Shameful Silence
Table of Contents:
- Shameful Silence
- 'Burn the Slaves of the Cross' – Networks Ignore Genocide
- Beyond ISIS
- Genocide, According to the Networks' Own Evidence
- Out of Africa
- No Excuses
- Methodology
It would be disingenuous to say the plight of Christians under the boot of ISIS has been well covered by ABC, CBS and NBC – their reporting has been sporadic and largely superficial. But it has been thorough enough for an interested observer to conclude that something above and beyond routine sectarian violence is going on.
In 2014, ISIS shocked the world when it took over several important Iraqi cities and large swaths of Syria. The terror group immediately began targeting Christians, and the networks began to note the persecution.
On Easter Sunday 2014, NBC correspondent Duncan Golestani visited a “battle-scarred church in the ancient Christian settlement of Maaloula,” Syria, “a country that gets ever more dangerous for Christians.”
The following month, CBS foreign correspondent Allen Pizzey reported from Amman, where Pope Francis “told representatives of the estimated 20,000 Syrian Christians who are now refugees in Jordan that he prayed reason and restraint would prevail in their homeland.”
The same day, May 24, Anne Thompson told viewers that, “Despite the historic sites here, Christians are a shrinking minority in the Holy Land.” The next day the pope would be in Bethlehem, “which was 87 percent Christian in 1947, today just 18 percent.”
Thompson might have noted that the birthplace of Christ is hardly the only place in the Middle East where Christians are disappearing. The Economist noted in January 2016 that “Christians have seen their numbers dwindle across the region from 14 percent in 1910 to just 4 percent today.”
ISIS is working to accelerate the trend. In the summer of 2014, the terror group took Mosul and Tikrit, spurring President Obama to authorize airstrikes against ISIS forces. On August 9, the president said Iraqi Christians face genocide, a charge repeated by his Secretary of state. CBS foreign news correspondent Holly Williams reported from Erbil, Iraq: “In a frenzy of violence, ISIS surged into northern Iraq two months ago. It carried out public executions, targeting religious minorities, including Iraqi Christians.”
On Aug. 10, NBC anchor Brian Williams said that ISIS had “been rooting out Christians and other religious minorities, 40,000 of whom are said to be on the run and in great danger.” In addition, 150,000 who could not retreat were “under siege,” according to ABC correspondent Jonathon Karl. Nearby, a mass grave of 500 people was discovered. Some had been buried alive.
Karl found Christians taking refuge in St. Joseph’s Church in Erbil, “where the pastor told us Iraqi Christians are facing extinction.”

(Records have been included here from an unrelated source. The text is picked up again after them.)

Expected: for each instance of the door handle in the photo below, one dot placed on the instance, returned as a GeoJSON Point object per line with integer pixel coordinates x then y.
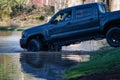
{"type": "Point", "coordinates": [68, 23]}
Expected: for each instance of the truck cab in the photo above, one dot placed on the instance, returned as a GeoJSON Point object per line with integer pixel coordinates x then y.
{"type": "Point", "coordinates": [74, 24]}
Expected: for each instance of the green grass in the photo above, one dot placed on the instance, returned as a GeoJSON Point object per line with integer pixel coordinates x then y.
{"type": "Point", "coordinates": [12, 28]}
{"type": "Point", "coordinates": [104, 61]}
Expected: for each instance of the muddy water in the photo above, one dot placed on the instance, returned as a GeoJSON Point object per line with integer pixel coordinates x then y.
{"type": "Point", "coordinates": [38, 66]}
{"type": "Point", "coordinates": [16, 64]}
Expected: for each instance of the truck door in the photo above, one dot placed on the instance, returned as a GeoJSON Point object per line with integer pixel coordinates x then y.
{"type": "Point", "coordinates": [86, 21]}
{"type": "Point", "coordinates": [61, 25]}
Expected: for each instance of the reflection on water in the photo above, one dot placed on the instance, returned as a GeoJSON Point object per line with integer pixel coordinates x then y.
{"type": "Point", "coordinates": [38, 66]}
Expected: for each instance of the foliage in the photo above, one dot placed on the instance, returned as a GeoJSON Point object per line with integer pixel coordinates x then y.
{"type": "Point", "coordinates": [105, 61]}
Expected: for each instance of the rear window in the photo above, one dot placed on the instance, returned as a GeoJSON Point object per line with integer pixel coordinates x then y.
{"type": "Point", "coordinates": [84, 12]}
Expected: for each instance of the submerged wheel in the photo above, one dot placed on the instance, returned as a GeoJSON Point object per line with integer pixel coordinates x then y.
{"type": "Point", "coordinates": [113, 37]}
{"type": "Point", "coordinates": [54, 48]}
{"type": "Point", "coordinates": [34, 45]}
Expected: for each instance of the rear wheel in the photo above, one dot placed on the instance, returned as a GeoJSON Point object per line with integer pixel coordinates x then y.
{"type": "Point", "coordinates": [113, 37]}
{"type": "Point", "coordinates": [34, 45]}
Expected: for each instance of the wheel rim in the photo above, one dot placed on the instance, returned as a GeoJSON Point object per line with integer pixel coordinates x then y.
{"type": "Point", "coordinates": [33, 46]}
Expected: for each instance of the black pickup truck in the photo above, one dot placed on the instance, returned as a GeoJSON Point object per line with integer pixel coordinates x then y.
{"type": "Point", "coordinates": [74, 24]}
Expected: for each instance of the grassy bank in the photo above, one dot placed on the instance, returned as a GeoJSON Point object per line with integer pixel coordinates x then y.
{"type": "Point", "coordinates": [12, 28]}
{"type": "Point", "coordinates": [104, 61]}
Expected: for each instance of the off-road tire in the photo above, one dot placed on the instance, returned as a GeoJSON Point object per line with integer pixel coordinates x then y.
{"type": "Point", "coordinates": [34, 45]}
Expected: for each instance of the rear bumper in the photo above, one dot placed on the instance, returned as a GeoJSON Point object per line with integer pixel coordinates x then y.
{"type": "Point", "coordinates": [23, 42]}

Not far away, 15,000 Christians and Yazidis who had taken refuge on a Syrian mountain were being starved out by another ISIS siege. The Yazidis, a people whose “religion is a blend of traditions including Christianity” according to CBS’s Scott Pelley, had been singled out by the militants because they believe they’re devil worshippers.”
Talking to the governor of the province of Ninevah, CBS correspondent Holly Williams asked, "Is this a potential genocide?" Atheel Al-Nujaifi replied, "I think yes. They want – even to kill the Yazidis, or they change their religion."

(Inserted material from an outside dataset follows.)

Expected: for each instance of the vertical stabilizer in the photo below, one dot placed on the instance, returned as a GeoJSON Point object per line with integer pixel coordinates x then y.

"They're trying to force them to convert to Islam?" Williams asked.
Al-Nujaifi replied, "Yeah, they come – they come to force them to Islam, or to kill them."
Other network reports from 2014 – 2016 continued to sound the alarm, without saying exactly what they were alerting viewers to. When NBC’s Richard Engel said in September 2014, “ISIS is giving Christians three choices – convert to Islam, be killed or run,” and the network’s Bill Neely said “Syria’s Christians are horrified today at the latest ISIS beheading,” the pattern they were relating was left unacknowledged.

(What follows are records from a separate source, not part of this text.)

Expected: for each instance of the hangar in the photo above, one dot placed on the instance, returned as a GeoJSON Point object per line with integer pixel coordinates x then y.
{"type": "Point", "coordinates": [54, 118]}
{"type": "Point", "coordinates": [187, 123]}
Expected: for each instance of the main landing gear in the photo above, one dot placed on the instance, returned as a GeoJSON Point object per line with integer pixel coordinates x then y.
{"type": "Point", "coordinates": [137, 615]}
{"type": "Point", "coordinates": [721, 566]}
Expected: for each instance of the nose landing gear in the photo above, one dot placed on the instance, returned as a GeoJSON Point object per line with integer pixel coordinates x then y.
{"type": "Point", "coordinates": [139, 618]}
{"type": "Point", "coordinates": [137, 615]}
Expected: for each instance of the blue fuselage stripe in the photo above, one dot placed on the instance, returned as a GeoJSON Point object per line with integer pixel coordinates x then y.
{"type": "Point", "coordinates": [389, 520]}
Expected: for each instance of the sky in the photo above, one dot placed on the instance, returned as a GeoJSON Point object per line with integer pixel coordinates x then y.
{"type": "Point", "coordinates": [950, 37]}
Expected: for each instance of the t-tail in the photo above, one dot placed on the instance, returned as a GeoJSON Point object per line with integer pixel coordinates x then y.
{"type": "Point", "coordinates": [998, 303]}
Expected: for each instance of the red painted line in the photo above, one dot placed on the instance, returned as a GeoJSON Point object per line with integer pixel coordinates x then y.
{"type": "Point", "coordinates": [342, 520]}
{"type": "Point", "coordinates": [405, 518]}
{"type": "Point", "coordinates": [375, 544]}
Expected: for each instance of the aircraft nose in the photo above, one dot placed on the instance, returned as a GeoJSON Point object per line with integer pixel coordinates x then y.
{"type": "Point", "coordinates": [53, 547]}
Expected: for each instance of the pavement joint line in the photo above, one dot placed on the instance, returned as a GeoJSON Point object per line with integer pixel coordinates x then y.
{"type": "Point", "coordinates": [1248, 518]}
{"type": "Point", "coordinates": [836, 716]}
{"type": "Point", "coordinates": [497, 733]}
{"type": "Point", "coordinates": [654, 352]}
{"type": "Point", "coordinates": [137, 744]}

In November 2014, Engel reported that, on a visit to Turkey, Pope Francis had declared “ISIS must be stopped before Christians are expelled from the very region where their faith was born.” On July 26, 2015, Keir Simmons of NBC Nightly News said “In the past five years, in a region where Christianity was born, huge numbers have taken flight.” A Christian that Simmons interviewed said that “40 percent – 40 percent, they emigrate.”
When 40 percent of any population disappears amid violence and persecution, any journalist worth his salt will find it difficult not to use the word genocide, but NBC’s team managed it.
This preponderance of evidence – collected by the networks themselves – along with the terrorists’ declaration of intent should have convinced the networks that horror rose to the level of genocide. CBS’s Williams herself used the term in that August 10 report.
But why not after that? Why did it take until Kerry’s designation of genocide in March 2016 to air the term again? The networks ignored declarations from international and national bodies and U.S. legislators, the pleas of religious leaders and their own reporting in refusing to call the thing what it is.